Using Global Mapper Script
Scripting has been a feature of Global Mapper since day one. It is useful for executing repetitive tasks or extensive workflows that don’t require data visualization and allows the user to create custom or batch processes that make use of the functionality built into Global Mapper. Often, larger or repeated workflows do not require visualization. In fact, visualizing data in the workspace and using manual input procedures can slow down some workflows, especially where a prescribed analysis process is to be completed on multiple files. In these situations, scripting a workflow in Global Mapper is an ideal way to increase workflow efficiency.
Global Mapper’s scripting language is easy to learn and use. With a comprehensive knowledge base containing all commands and parameters in Global Mapper Script, users new to scripting can easily automate and optimize workflows in the software. The traditional method of creating a script in Global Mapper required manual text entry, either from scratch or with a text editor. Scripting has been made more accessible with the addition of two new automatic script creation methods in v24. This blog will focus on Global Mapper’s native scripting language, for which the new v24 tools were built. More information about scripting methods in Python, the other available scripting language, can be found here.
The original way to create a script in Global Mapper (GM) is to manually type GM’s scripting language as a text file. The vast library of tools and settings gives users complete control over how their data is handled in the software. If you would like to learn how to create scripts from scratch, the Introduction to Scripting webinar from 2021 is a great place to start, you can access it by registering to view past webinars here. While this method hasn’t changed, it has been improved in new versions. The Script Editor was added in v23, allowing users to edit and run scripts from the interface; more on this will be covered later in this blog. On top of that, V24 has introduced two new ways to generate workflows or commands as scripts directly from the interface.
A more accessible way to create a script is to use the Script Builder option from the File menu. The Script Builder tool will record actions taken in the Global Mapper interface as Global Mapper Script commands, and list them in the Script Builder Dialog. Once recorded, you can edit the commands and export them to a Global Mapper script file. This is incredibly useful as it doesn’t require knowledge of Global Mapper’s scripting language. It can import files, or directories of files, execute commands, etc. to fulfill a workflow.
Here’s an example workflow, where a lidar file was imported, gridded with the Elevation Tool, and exported as a grid file. Specific variables for each command can be edited in the right-click menu. This script can be saved as a .gms file to be opened in the Script editor for editing or troubleshooting, expansion and elaborating, or even to simply run it independently.
Another way to generate tool commands is to copy them directly from the Script Builder dialog using the new Copy Script button located at the bottom of the dialog in applicable tools. This copied script will contain all of the settings specified in the dialog, and can be loaded into the script editor for fine-tuning, or to adjust to new datasets.
To run a script file, you can double-click on the gms file without opening Global Mapper, execute it from the File > Run Script option, or load it into the Script Editor tool.
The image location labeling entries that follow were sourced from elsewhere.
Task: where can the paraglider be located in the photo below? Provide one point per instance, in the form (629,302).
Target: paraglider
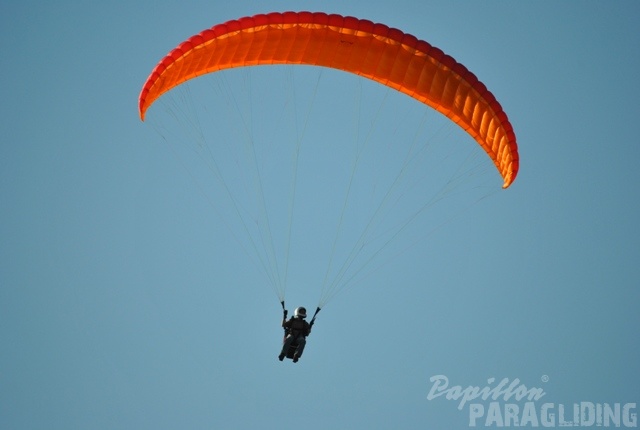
(370,50)
(296,331)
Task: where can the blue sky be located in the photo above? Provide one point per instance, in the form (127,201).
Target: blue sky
(126,303)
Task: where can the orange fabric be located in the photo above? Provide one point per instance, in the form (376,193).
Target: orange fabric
(374,51)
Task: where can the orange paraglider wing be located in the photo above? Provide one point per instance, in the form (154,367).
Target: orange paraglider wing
(374,51)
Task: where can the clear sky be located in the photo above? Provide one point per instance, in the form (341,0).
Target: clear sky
(126,303)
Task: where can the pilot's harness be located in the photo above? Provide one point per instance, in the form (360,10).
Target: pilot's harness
(284,317)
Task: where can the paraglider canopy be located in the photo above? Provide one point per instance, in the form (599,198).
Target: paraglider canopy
(375,51)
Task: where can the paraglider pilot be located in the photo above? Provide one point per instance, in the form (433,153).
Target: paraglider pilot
(296,332)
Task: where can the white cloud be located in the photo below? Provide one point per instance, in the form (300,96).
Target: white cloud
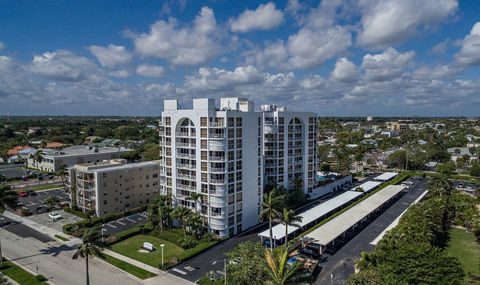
(111,56)
(189,45)
(345,71)
(148,70)
(387,65)
(469,53)
(391,21)
(265,17)
(62,65)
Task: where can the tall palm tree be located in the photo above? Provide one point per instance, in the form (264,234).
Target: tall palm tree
(440,185)
(8,198)
(289,218)
(277,268)
(182,213)
(89,247)
(270,211)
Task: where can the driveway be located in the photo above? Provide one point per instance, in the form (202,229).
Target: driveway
(44,220)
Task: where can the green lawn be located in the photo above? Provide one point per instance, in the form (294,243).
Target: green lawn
(130,247)
(463,246)
(19,274)
(132,269)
Once generated, scripts can be tailored to different workflows and datasets. The Script Editor is a built-in tool to assist with this, as it can be used to create, view, edit, and run scripts in Global Mapper. One of the benefits of using this tool is Syntax Coloring which makes the text easier to read. This tool can, of course, run complete workflows, but it also gives you the ability to run a single command on data that’s already loaded in the workspace.
Scripts can be repurposed to new datasets and files by changing the path names and some data-specific settings. For example, let’s look at this contour script generated from the Copy Script option in the Generate Contours tool. You can change the file path, or add a file directory. When changing files, you may need to adjust some settings to fit the new data. Here in the contour tool, the elevation range is automatically calculated to fit the max and min of the loaded data. If we change the file, and thus change the elevation range, the script would not give a desirable output. For this tool, we can remove this variable, and Global Mapper will use the default value, that is, the max and min values for the file at hand.